17 Apologie, 37a : « Nous avons eu trop peu de temps pour nous expliquer », dit Socrate à ses juges après
leur avoir proposé comme condamnation d’être nourri au prytanée, seule condamnation « appropriée à un
bienfaiteur pauvre, qui a besoin de loisir pour vous exhorter. » (36d) Et encore au début du troisième discours :
« faute d’avoir pris le temps... » (38c) On pourra noter au passage que le terme employé dans ces passage pour
parler du loisir, scholè, signifie aussi le lieu d’enseignement et a donné notre mot « école »...

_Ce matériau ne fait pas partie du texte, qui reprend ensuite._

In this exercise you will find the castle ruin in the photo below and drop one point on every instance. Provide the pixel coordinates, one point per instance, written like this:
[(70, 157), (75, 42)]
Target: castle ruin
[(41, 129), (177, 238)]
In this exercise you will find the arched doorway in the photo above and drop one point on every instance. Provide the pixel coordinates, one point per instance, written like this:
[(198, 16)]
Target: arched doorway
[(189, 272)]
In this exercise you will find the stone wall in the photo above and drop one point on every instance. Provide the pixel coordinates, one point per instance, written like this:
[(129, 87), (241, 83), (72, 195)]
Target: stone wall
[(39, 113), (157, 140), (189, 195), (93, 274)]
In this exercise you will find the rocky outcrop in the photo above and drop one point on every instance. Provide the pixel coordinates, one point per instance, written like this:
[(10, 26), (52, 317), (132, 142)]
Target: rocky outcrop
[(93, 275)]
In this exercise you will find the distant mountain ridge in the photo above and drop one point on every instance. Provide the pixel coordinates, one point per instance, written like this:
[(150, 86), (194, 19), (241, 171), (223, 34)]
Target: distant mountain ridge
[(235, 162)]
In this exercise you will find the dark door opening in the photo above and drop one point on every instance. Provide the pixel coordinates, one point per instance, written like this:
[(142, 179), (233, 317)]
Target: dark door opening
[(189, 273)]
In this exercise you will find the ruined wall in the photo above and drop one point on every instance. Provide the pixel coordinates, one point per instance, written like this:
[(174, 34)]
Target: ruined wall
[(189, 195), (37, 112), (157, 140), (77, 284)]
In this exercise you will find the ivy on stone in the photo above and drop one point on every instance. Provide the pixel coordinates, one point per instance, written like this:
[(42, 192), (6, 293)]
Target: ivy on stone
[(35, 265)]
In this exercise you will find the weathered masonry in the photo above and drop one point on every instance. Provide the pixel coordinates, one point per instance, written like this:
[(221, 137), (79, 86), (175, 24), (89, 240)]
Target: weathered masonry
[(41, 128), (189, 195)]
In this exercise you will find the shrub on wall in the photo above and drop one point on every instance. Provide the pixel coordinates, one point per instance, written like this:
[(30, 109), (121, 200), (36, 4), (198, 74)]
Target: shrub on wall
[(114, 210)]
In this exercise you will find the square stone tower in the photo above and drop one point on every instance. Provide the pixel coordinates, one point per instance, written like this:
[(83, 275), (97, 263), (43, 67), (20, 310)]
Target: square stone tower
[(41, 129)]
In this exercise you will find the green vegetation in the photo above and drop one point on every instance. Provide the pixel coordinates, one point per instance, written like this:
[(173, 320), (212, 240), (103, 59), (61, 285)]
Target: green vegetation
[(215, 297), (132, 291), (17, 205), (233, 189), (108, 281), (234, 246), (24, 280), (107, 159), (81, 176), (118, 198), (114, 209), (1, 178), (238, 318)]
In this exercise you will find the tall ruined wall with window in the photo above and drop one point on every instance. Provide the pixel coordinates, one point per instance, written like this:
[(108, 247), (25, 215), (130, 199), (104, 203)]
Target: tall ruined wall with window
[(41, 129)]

18 Mais son « procès » est annoncé dès le Théétète (180d-e), en prélude à celui d’Héraclite, et remis à plus
tard un peu plus loin (183e-184a), après la « condamnation » du premier. C’est que, si un Théodore est suffisant pour venir à bout d’Héraclite l’obscur, dont le logos n’est guère plus opérant que le nous d’Anaxagore,
comme le montrera la dernière partie, il faut quelqu’un d’autrement costaud, et plus de « loisir » que ne le permet
cette conversation, pour venir à bout de Parménide, devant lequel même Socrate redevient petit garçon !.... Tout
ce que nous pouvons faire ici, c’est de déblayer le terrain en nous interrogeant sur les origines de l’opinion
fausse, et c’est précisément l’objet de la section suivante. Et si Théodore est récusé pour la suite, Théétète, lui,
méritera sa place au second « procès ».